Figure 1. Maps of OTT-Marg dimension quintile scores per neighbourhood: (A) Residential instability, (B) Material deprivation, (C) Ethnicity, and (D) Dependency. Light green represents quintile 1 (most advantaged) and dark green represents quintile 5 (most disadvantaged). 

Conclusion

The purpose of the adaptation of the Ontario Marginalization Index to OTT-Marg was to provide a previously established marginalization index in the context of the rigorously designed ‘natural’ neighbourhoods by the Ottawa Neighbourhood Study (Sawada et al., 2008). We hope that OTT-Marg can be used by health policymakers and other experts in Ottawa to identify disadvantaged neighbourhoods and target health and social interventions appropriately. We also hope this process of adapting an established index to a designed area provides a framework for future work in different locations. 

However, this work is not without its limitations. First, although we attempted to follow the methodology described by creators of ON-Marg as closely as possible, not all of the details required are publicly available. For example, it was unclear as to how the authors determined what was considered a ‘meaningful’ factor loading and how the dimensions were interpreted when a variable loaded strongly in more than one. Second, as we attempted to reproduce the 2016 ON-Marg methodology as closely as possible, we did not begin our adaptation with the 42 original CAN-Marg variables. This is a limitation as it is not clear whether the same 18 final variables would be selected by PCA as the most relevant marginalization indicators in an Ottawa-specific context.
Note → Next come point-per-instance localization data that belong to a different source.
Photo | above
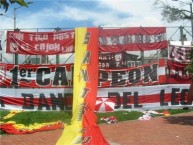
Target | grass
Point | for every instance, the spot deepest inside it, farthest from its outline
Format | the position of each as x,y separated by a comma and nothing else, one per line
31,117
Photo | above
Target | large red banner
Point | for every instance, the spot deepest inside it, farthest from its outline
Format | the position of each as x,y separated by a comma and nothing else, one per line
177,73
60,76
132,39
40,43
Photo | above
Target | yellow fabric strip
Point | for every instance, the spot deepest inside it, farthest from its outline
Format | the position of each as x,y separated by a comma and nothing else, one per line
73,133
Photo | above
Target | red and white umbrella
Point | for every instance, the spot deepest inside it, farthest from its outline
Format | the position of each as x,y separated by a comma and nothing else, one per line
104,105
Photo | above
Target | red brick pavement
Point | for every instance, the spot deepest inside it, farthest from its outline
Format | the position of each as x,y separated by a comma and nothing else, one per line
171,130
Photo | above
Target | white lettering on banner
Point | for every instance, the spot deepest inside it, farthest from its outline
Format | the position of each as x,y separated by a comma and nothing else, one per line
129,39
17,35
144,97
38,37
62,36
46,47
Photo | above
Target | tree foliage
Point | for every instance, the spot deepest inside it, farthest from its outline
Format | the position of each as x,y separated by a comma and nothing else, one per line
5,3
171,13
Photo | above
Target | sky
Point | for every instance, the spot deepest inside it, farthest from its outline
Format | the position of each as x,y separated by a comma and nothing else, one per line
49,14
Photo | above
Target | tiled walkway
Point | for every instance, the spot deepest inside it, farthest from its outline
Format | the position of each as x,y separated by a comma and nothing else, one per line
172,130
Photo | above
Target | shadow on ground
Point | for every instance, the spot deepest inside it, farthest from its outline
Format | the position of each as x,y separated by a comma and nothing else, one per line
182,120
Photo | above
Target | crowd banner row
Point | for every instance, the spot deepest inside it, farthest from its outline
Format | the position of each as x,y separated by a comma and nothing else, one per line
61,76
109,40
135,97
40,43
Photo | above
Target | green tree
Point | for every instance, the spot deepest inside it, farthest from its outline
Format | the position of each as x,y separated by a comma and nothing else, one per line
172,14
5,3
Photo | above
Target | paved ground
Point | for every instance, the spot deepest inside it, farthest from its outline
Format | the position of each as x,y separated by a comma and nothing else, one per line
172,130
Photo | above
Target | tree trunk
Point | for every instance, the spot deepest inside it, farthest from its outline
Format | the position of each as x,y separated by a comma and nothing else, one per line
190,92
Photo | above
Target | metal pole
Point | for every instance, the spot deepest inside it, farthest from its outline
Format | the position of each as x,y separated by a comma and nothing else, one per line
14,18
191,17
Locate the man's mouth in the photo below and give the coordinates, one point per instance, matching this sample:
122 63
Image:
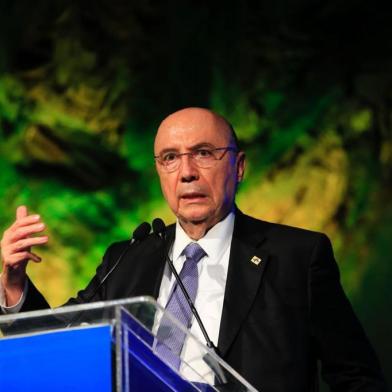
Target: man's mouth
193 196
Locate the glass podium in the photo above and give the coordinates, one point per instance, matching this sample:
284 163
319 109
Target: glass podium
103 346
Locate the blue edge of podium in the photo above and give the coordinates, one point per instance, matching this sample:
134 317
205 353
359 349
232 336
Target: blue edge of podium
82 359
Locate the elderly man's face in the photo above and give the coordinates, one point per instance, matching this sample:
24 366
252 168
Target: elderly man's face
198 195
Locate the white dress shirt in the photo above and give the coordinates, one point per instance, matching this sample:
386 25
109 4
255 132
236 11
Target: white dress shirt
212 270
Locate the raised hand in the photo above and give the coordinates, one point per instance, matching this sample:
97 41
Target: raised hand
16 252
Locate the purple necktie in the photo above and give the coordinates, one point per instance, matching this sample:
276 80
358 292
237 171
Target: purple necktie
170 337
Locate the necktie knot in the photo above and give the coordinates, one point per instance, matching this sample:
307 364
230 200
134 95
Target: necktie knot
194 252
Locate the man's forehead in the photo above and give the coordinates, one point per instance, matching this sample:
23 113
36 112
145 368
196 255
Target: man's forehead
191 128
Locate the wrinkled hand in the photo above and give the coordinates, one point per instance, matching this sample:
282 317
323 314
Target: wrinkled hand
16 252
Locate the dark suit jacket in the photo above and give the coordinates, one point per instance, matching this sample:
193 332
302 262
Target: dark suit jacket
279 317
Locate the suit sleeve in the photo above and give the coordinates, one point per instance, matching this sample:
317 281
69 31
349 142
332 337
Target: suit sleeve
347 358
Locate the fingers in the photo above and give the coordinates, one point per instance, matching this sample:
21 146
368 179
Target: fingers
17 233
16 258
19 238
26 221
21 212
26 243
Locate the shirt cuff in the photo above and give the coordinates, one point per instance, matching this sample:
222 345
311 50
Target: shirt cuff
15 308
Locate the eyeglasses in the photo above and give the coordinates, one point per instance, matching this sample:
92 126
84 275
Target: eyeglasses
202 157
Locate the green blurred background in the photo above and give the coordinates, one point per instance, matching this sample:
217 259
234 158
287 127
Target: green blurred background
307 85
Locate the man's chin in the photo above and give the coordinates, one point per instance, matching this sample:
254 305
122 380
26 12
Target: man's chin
195 215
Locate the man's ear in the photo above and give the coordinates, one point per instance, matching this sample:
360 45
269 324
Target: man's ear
240 166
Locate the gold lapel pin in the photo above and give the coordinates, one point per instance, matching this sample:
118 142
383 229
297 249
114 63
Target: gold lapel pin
255 260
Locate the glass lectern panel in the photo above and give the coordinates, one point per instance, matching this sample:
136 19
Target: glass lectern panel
105 346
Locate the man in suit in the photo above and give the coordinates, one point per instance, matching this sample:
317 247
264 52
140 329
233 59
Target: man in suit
268 294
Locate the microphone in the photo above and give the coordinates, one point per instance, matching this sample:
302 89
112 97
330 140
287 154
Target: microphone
138 235
159 228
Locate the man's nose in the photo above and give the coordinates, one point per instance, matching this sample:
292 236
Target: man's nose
188 169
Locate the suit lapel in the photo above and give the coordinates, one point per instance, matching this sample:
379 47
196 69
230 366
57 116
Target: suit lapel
147 278
246 267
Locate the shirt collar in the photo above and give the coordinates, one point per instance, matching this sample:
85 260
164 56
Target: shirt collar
214 243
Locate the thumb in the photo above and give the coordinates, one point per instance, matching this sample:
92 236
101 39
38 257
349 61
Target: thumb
21 212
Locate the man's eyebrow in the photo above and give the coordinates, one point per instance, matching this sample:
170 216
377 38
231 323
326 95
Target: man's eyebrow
202 145
192 148
165 150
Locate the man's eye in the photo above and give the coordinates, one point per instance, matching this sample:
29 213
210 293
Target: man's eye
169 157
203 153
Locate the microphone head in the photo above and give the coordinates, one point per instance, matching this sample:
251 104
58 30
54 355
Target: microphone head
142 231
158 227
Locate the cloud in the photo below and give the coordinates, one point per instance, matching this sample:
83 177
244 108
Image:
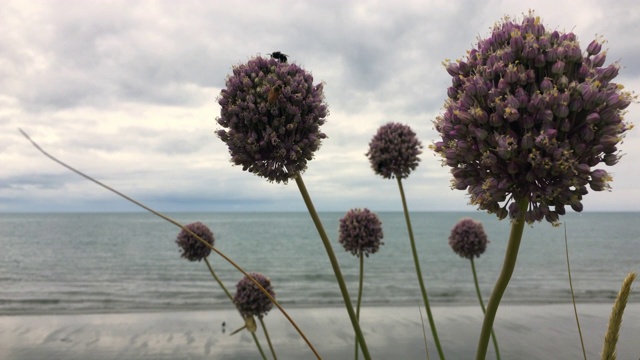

Next, it is important to note that the 2016 Canadian Census only reports on the population living in private households, and thus excludes institutionalized populations (i.e., prisons, nursing homes, long-term care homes) and Indigenous peoples living on-reserve.

Finally, we conducted our analysis on both urban and rural neighbourhoods of Ottawa. According to (Pampalon et al., 2009), measures of marginalization may perform differently in these settings, and therefore may warrant separate analyses.